Portuguese Speaker Diarization with Flask UI

Overview

This project implements speaker diarization for Portuguese-language audio files, using WhisperX for transcription and Speaker-Diarization 3.1 from PyAnotAudio for identifying and separating speakers. The project also includes a Flask UI, which allows users to easily upload audio files, perform transcription, and view speaker diarization results.
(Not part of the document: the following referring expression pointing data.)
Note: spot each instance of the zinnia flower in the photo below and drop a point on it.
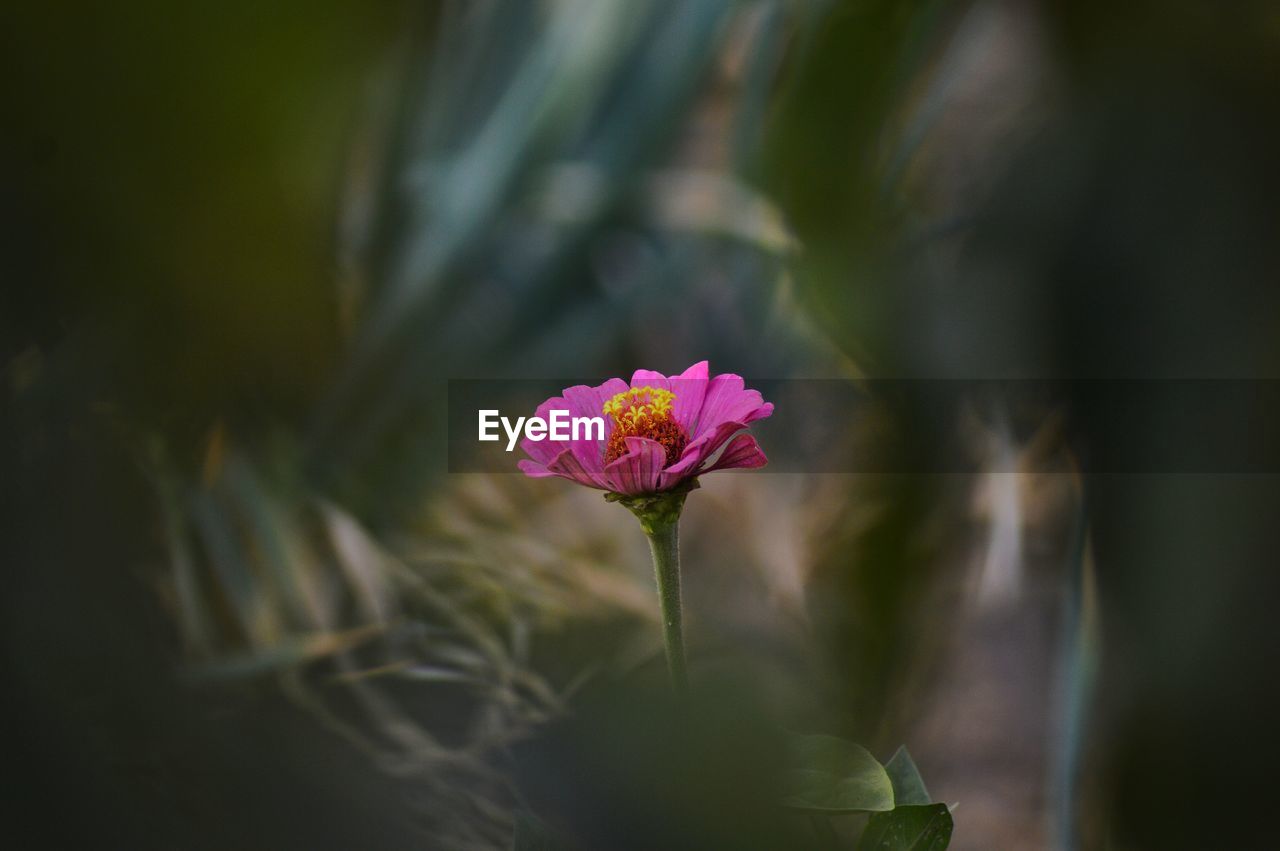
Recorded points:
(659, 433)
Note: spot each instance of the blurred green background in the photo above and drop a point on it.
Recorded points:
(245, 247)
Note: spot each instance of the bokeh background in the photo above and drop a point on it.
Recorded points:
(245, 246)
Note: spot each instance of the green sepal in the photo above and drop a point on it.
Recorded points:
(656, 511)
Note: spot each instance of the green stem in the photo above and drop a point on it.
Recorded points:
(664, 545)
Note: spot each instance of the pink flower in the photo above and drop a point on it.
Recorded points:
(658, 431)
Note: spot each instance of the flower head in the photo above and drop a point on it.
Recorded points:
(659, 431)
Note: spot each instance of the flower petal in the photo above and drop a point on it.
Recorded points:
(727, 401)
(579, 401)
(639, 470)
(690, 389)
(699, 451)
(568, 466)
(741, 452)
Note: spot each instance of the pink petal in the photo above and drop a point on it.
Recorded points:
(638, 471)
(580, 401)
(568, 466)
(534, 470)
(727, 401)
(741, 452)
(690, 388)
(699, 451)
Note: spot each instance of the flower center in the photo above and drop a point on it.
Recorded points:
(644, 412)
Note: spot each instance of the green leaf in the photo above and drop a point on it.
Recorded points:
(828, 774)
(535, 835)
(909, 828)
(908, 785)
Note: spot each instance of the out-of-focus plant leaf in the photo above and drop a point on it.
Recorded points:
(534, 835)
(909, 787)
(831, 774)
(909, 828)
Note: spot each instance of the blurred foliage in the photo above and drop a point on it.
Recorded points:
(250, 245)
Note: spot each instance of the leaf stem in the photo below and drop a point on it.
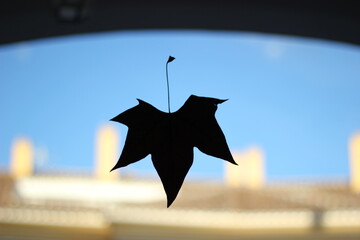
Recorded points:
(168, 87)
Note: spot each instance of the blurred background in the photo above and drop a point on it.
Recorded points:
(292, 120)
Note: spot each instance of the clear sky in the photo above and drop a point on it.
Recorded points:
(298, 99)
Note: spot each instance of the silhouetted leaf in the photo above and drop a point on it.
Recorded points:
(170, 59)
(171, 137)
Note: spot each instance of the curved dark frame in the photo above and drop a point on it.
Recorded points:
(22, 20)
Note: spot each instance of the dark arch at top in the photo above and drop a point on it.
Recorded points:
(331, 20)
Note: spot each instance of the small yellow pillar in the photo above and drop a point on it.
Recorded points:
(22, 158)
(354, 152)
(250, 170)
(107, 144)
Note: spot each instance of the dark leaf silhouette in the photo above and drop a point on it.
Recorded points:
(171, 137)
(170, 59)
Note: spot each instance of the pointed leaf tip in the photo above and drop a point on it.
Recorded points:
(170, 59)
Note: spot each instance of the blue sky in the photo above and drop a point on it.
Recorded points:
(298, 99)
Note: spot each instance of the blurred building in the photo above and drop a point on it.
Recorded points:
(72, 207)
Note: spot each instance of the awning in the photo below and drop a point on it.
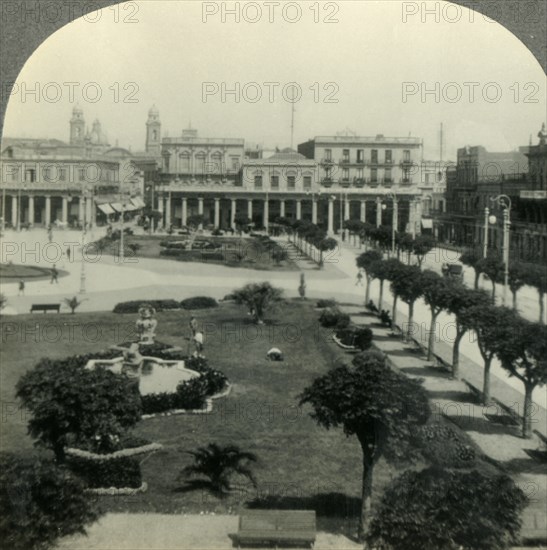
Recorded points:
(106, 208)
(138, 202)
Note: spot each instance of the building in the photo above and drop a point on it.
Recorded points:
(82, 181)
(479, 177)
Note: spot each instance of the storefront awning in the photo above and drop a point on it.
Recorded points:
(106, 208)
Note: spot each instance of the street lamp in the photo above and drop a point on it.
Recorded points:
(504, 202)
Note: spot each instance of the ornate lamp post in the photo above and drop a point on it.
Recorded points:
(504, 202)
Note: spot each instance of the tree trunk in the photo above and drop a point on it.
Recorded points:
(486, 381)
(431, 343)
(527, 416)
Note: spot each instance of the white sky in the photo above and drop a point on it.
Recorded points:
(170, 51)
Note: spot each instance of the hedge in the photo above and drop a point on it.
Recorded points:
(114, 472)
(134, 305)
(199, 302)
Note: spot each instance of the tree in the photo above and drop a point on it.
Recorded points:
(39, 503)
(409, 288)
(493, 268)
(393, 268)
(471, 258)
(219, 464)
(523, 353)
(536, 276)
(422, 246)
(434, 291)
(380, 407)
(364, 261)
(324, 244)
(437, 509)
(73, 303)
(72, 405)
(517, 279)
(258, 297)
(492, 325)
(459, 300)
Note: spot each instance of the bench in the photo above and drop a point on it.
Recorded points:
(45, 307)
(277, 527)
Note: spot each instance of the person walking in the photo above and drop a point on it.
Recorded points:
(54, 275)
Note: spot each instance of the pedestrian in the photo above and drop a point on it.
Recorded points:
(54, 275)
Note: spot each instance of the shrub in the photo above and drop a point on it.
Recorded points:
(333, 317)
(360, 337)
(110, 472)
(39, 503)
(437, 509)
(199, 302)
(134, 305)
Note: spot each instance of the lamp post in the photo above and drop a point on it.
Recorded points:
(504, 202)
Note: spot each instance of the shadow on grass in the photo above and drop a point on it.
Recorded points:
(336, 513)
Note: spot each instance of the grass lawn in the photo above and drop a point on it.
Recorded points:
(300, 464)
(245, 252)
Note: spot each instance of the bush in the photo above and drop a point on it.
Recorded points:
(360, 337)
(437, 509)
(326, 302)
(199, 302)
(40, 503)
(333, 317)
(112, 472)
(134, 305)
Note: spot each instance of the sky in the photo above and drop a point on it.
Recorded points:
(362, 68)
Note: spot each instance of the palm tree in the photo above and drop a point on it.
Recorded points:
(218, 464)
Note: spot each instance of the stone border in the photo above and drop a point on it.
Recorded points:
(117, 491)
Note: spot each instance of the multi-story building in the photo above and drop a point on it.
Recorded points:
(478, 178)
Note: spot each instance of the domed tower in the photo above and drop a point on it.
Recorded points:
(153, 132)
(77, 126)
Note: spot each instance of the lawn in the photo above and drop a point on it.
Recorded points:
(247, 252)
(300, 465)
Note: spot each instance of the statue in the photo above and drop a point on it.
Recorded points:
(146, 325)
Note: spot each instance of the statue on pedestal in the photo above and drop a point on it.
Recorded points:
(146, 324)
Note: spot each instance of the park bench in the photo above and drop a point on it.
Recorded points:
(45, 307)
(277, 527)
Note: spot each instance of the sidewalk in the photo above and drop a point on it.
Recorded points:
(452, 399)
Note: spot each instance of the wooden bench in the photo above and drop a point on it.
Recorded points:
(277, 527)
(45, 307)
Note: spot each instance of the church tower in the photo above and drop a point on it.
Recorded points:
(153, 132)
(77, 126)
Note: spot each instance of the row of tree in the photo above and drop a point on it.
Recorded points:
(520, 274)
(519, 345)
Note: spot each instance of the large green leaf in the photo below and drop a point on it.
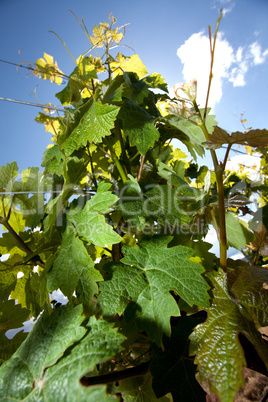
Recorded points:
(73, 269)
(90, 223)
(37, 371)
(219, 354)
(172, 368)
(139, 126)
(94, 125)
(146, 277)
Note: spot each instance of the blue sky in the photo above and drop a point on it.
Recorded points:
(169, 36)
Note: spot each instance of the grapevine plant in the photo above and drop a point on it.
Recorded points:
(117, 220)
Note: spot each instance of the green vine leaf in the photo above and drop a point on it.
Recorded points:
(73, 269)
(90, 223)
(219, 354)
(96, 123)
(139, 126)
(172, 369)
(12, 315)
(36, 370)
(53, 160)
(125, 64)
(78, 80)
(9, 346)
(161, 203)
(8, 174)
(145, 277)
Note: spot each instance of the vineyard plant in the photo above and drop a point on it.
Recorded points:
(116, 220)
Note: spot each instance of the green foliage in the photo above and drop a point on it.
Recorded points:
(117, 221)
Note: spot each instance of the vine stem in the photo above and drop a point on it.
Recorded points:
(219, 169)
(19, 240)
(117, 162)
(212, 53)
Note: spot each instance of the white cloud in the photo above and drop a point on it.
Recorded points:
(229, 64)
(195, 57)
(226, 6)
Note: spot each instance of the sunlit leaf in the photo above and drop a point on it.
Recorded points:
(215, 343)
(145, 277)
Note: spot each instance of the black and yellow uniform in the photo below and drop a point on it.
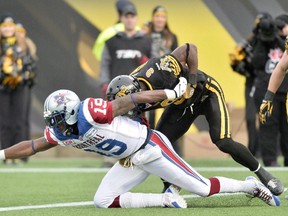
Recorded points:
(208, 99)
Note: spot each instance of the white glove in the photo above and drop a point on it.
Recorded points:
(178, 91)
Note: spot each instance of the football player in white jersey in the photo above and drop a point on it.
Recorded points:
(96, 125)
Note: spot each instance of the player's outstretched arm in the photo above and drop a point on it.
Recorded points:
(187, 54)
(122, 105)
(25, 149)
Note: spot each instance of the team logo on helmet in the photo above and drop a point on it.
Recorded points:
(61, 99)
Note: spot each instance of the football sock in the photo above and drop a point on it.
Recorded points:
(140, 200)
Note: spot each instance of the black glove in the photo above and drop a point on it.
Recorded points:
(266, 107)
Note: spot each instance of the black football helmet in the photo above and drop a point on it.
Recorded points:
(121, 86)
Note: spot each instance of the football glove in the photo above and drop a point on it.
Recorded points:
(266, 107)
(178, 91)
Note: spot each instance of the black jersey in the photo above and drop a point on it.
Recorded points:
(164, 73)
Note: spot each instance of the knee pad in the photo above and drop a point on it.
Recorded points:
(226, 145)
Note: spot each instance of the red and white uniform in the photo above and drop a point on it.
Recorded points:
(122, 137)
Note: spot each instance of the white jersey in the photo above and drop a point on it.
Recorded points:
(99, 132)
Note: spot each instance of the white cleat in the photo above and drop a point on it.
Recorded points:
(172, 198)
(263, 193)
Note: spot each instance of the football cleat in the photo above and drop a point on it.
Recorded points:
(263, 193)
(275, 186)
(172, 198)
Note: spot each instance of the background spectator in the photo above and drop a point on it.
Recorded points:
(17, 76)
(124, 51)
(268, 49)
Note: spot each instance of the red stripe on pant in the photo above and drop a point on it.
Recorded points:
(155, 138)
(215, 186)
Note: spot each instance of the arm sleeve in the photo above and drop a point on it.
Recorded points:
(100, 110)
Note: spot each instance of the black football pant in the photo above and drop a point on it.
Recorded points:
(176, 121)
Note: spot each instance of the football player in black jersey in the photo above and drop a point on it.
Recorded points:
(204, 96)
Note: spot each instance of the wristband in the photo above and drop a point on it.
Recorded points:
(269, 96)
(192, 79)
(2, 155)
(171, 94)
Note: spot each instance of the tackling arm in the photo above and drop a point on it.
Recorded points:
(278, 74)
(122, 105)
(25, 149)
(187, 54)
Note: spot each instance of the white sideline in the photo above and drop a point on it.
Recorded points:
(103, 170)
(73, 204)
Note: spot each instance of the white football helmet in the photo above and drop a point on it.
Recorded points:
(60, 107)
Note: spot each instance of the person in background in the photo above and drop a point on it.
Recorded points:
(96, 126)
(204, 96)
(111, 31)
(275, 80)
(281, 22)
(268, 49)
(29, 63)
(164, 41)
(240, 62)
(127, 49)
(15, 79)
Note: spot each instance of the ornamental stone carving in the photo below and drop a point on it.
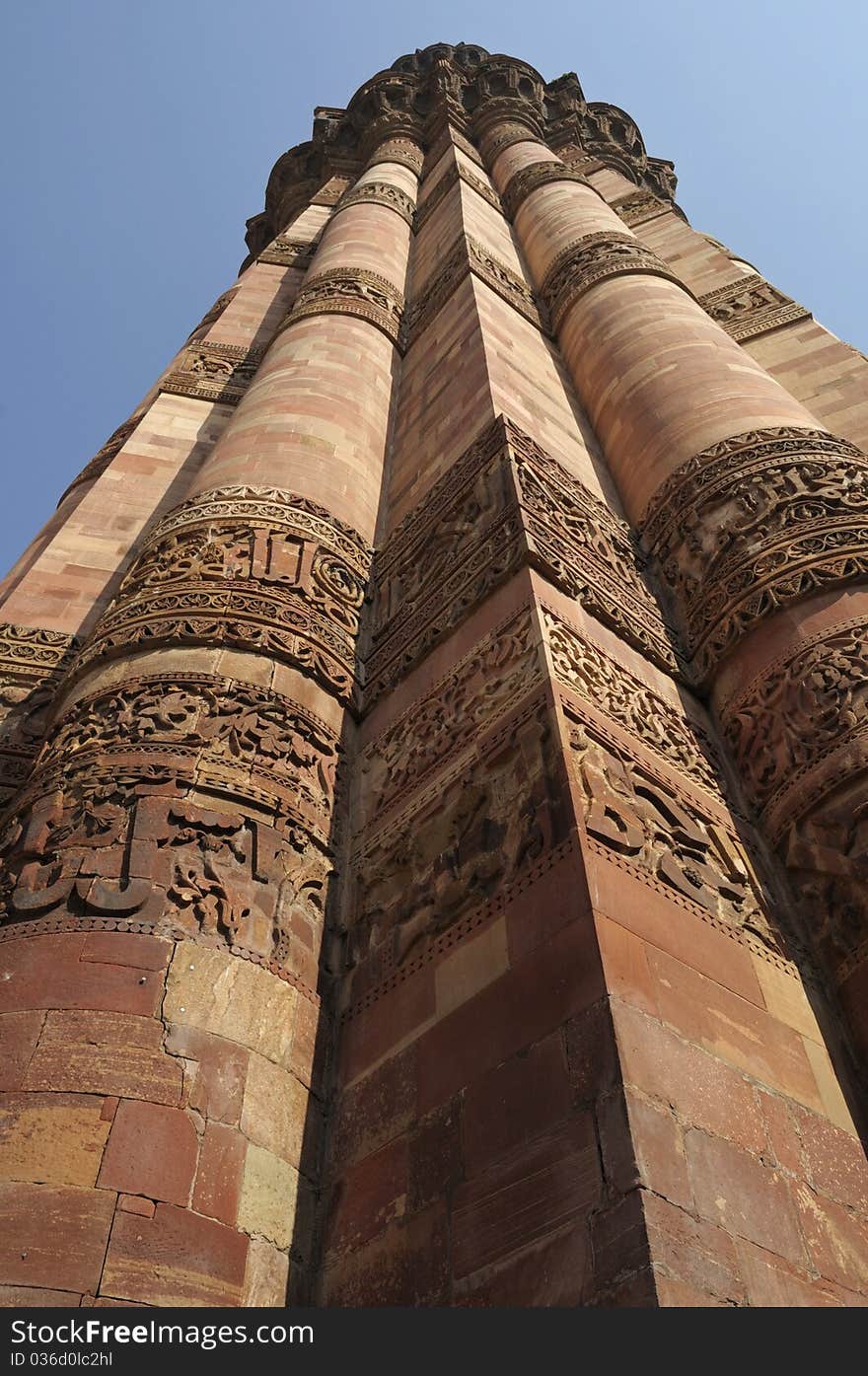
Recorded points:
(753, 525)
(596, 257)
(527, 181)
(213, 372)
(752, 307)
(351, 291)
(253, 568)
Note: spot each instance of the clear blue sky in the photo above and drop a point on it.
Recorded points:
(139, 138)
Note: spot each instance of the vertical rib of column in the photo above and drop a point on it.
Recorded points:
(177, 842)
(54, 593)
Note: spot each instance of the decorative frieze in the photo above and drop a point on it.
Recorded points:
(497, 673)
(213, 372)
(754, 523)
(468, 254)
(750, 307)
(801, 727)
(529, 180)
(351, 291)
(505, 504)
(32, 665)
(642, 822)
(286, 252)
(596, 257)
(379, 192)
(254, 568)
(611, 689)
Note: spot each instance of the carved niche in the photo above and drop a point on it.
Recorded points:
(754, 523)
(638, 819)
(502, 505)
(256, 568)
(750, 307)
(213, 372)
(459, 846)
(32, 664)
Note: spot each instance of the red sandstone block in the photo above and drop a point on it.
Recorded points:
(551, 1274)
(519, 1100)
(835, 1160)
(590, 1052)
(407, 1265)
(783, 1139)
(18, 1037)
(549, 986)
(220, 1174)
(135, 1204)
(47, 972)
(21, 1296)
(376, 1108)
(370, 1195)
(435, 1156)
(175, 1258)
(743, 1195)
(732, 1028)
(619, 1240)
(772, 1282)
(626, 966)
(152, 1150)
(549, 1185)
(54, 1236)
(670, 927)
(102, 1052)
(140, 953)
(703, 1090)
(218, 1087)
(836, 1239)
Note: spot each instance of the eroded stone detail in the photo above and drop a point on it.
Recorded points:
(750, 307)
(596, 257)
(504, 504)
(351, 291)
(254, 568)
(380, 192)
(644, 822)
(679, 741)
(213, 372)
(32, 665)
(754, 523)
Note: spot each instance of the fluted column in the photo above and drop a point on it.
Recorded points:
(754, 515)
(181, 819)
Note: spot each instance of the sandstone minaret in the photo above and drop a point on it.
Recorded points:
(435, 757)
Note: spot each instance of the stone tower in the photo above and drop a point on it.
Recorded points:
(435, 752)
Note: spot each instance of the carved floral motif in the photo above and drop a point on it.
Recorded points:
(754, 523)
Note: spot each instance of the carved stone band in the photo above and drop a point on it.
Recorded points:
(801, 727)
(468, 254)
(351, 291)
(379, 192)
(750, 307)
(529, 180)
(596, 257)
(285, 252)
(252, 568)
(756, 523)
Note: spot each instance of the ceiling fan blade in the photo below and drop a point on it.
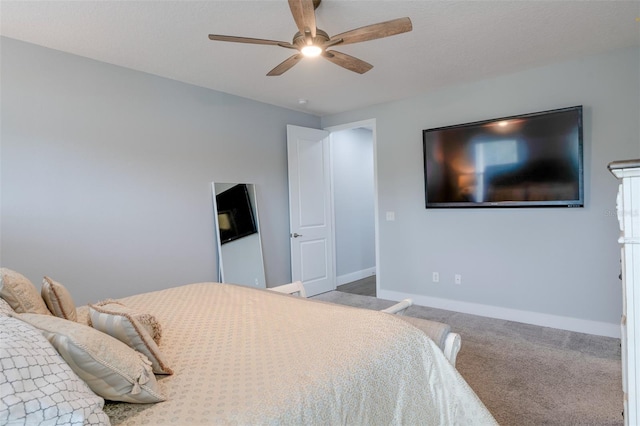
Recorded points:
(285, 65)
(347, 61)
(304, 15)
(372, 32)
(217, 37)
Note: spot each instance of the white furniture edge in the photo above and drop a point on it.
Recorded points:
(452, 345)
(399, 308)
(293, 288)
(545, 320)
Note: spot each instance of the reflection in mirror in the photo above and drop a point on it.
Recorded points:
(238, 234)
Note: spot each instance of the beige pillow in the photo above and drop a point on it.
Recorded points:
(20, 293)
(115, 320)
(58, 299)
(5, 309)
(111, 369)
(148, 321)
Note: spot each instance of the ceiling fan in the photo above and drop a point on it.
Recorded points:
(312, 41)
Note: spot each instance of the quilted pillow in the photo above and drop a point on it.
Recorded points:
(58, 299)
(111, 369)
(21, 294)
(36, 384)
(5, 309)
(115, 320)
(148, 321)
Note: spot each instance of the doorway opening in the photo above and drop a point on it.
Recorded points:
(354, 205)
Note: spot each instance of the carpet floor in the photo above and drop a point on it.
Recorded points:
(525, 374)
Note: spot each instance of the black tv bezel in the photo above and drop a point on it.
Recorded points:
(247, 203)
(578, 203)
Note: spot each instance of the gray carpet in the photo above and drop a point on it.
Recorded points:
(528, 375)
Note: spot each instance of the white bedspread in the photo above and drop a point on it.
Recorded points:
(248, 356)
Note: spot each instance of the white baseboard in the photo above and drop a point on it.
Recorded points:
(545, 320)
(355, 276)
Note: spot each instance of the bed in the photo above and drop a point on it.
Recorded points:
(241, 355)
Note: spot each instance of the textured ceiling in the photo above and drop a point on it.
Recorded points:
(451, 42)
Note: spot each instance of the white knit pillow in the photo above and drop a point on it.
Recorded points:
(117, 321)
(36, 384)
(111, 369)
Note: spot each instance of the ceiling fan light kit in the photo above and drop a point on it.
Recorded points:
(311, 41)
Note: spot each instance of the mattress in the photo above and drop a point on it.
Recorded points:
(242, 356)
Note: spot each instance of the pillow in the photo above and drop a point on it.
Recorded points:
(5, 309)
(148, 321)
(20, 293)
(58, 299)
(111, 369)
(37, 386)
(115, 320)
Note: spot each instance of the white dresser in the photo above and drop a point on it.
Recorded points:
(628, 208)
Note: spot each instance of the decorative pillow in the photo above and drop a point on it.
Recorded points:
(37, 386)
(115, 320)
(21, 294)
(58, 299)
(5, 309)
(148, 321)
(111, 369)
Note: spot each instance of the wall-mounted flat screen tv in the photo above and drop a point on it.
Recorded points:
(529, 160)
(235, 214)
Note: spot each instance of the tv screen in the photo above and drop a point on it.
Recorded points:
(235, 214)
(529, 160)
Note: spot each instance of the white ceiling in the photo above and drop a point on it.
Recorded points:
(451, 42)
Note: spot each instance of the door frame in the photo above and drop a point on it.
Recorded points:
(369, 124)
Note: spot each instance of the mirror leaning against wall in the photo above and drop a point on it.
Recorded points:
(235, 211)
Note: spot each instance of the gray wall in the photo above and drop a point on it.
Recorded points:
(353, 195)
(554, 262)
(106, 173)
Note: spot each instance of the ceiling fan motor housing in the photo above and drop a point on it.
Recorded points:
(299, 39)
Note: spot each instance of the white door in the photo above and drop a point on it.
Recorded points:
(310, 211)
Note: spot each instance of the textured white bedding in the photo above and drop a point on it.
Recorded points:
(248, 356)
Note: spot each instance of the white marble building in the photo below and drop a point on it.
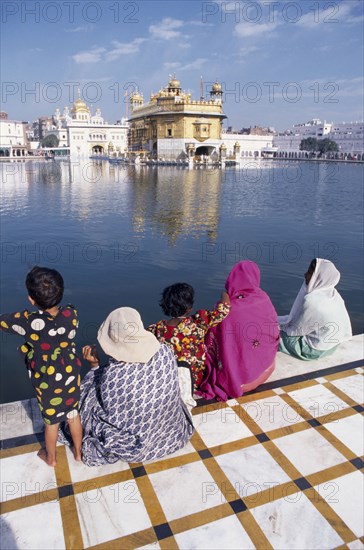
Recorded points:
(13, 139)
(86, 134)
(348, 136)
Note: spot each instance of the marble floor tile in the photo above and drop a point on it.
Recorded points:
(25, 474)
(252, 470)
(111, 512)
(355, 545)
(350, 431)
(226, 533)
(318, 400)
(309, 451)
(189, 448)
(220, 426)
(287, 366)
(194, 482)
(38, 527)
(353, 386)
(280, 521)
(20, 418)
(80, 472)
(321, 380)
(345, 495)
(272, 413)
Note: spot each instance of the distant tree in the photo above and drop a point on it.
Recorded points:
(50, 141)
(309, 144)
(327, 146)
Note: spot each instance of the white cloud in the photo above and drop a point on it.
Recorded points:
(124, 48)
(166, 29)
(248, 50)
(98, 54)
(250, 30)
(176, 66)
(82, 28)
(92, 56)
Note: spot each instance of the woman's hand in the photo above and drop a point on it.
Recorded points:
(225, 297)
(89, 353)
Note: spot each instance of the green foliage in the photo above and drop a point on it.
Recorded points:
(50, 141)
(308, 144)
(327, 145)
(320, 146)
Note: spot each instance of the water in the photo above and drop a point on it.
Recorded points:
(120, 234)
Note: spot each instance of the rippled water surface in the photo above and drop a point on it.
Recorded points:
(120, 234)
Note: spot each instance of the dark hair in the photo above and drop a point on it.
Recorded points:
(177, 299)
(45, 286)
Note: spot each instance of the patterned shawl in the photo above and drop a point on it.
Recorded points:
(132, 411)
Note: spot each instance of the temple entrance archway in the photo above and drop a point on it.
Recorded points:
(205, 150)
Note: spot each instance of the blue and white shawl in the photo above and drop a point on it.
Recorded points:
(132, 411)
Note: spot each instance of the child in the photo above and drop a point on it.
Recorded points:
(185, 333)
(49, 353)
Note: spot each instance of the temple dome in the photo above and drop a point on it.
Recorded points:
(80, 106)
(174, 83)
(216, 87)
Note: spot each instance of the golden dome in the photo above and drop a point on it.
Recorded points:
(216, 87)
(174, 83)
(136, 96)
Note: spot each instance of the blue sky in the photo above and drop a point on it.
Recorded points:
(279, 62)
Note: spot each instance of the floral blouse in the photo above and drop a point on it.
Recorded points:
(187, 338)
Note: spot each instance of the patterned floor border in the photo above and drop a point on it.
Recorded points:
(302, 432)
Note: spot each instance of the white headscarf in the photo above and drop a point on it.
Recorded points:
(318, 312)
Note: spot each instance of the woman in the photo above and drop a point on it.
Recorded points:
(318, 321)
(241, 350)
(131, 409)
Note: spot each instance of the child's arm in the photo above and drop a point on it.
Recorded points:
(211, 318)
(89, 353)
(15, 323)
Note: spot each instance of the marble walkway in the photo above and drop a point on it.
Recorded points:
(278, 468)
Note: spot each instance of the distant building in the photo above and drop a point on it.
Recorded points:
(172, 126)
(86, 134)
(13, 139)
(348, 136)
Additionally, it automatically detects the gender of the speakers (Male or Female).

Interface Screenshots

UI without Transcription

UI with Transcription

Features

Audio Transcription: Utilizes WhisperX for high-quality transcription of Portuguese audio.
Speaker Diarization: Uses PyAnotAudio's Speaker-Diarization 3.1 to distinguish between multiple speakers.
Flask Web Interface: A user-friendly interface to upload audio files and view transcription and diarization results.
Automatic Gender Detection: Automatically identifies and labels speakers as Male or Female.

Installation

To set up the project locally, follow these steps:

Clone the repository:

git clone https://github.com/Jpzinn654/speaker-diarization-portuguese
cd speaker-diarization-portuguese

Install the required dependencies:
```
pip install -r requirements.txt
```
Install PyAnotAudio (if not already installed):
```
pip install pyanotaudio
```
Install WhisperX model (follow instructions from the official WhisperX repository for setup).
Start the Flask application:
```
python app.py
```
Open your browser and visit:
```
http://localhost:5000
```

Usage

Upload an audio file in Portuguese.
Wait for the transcription process to complete.
The system will process the diarization and show the transcription along with labeled speakers.
Optionally, you can set the gender (Male/Female) for each speaker segment automatically.

Technologies Used

WhisperX: For transcribing Portuguese audio into text.
PyAnotAudio: For speaker diarization.
Flask: Web framework for building the UI.
Tailwind CSS: For styling the web interface.
HTML/JavaScript: For frontend development.

Contributing

Feel free to fork the repository, make changes, and submit pull requests. If you're adding new features or fixing bugs, make sure to include relevant tests.

License

This project is licensed under the MIT License - see the LICENSE file for more details.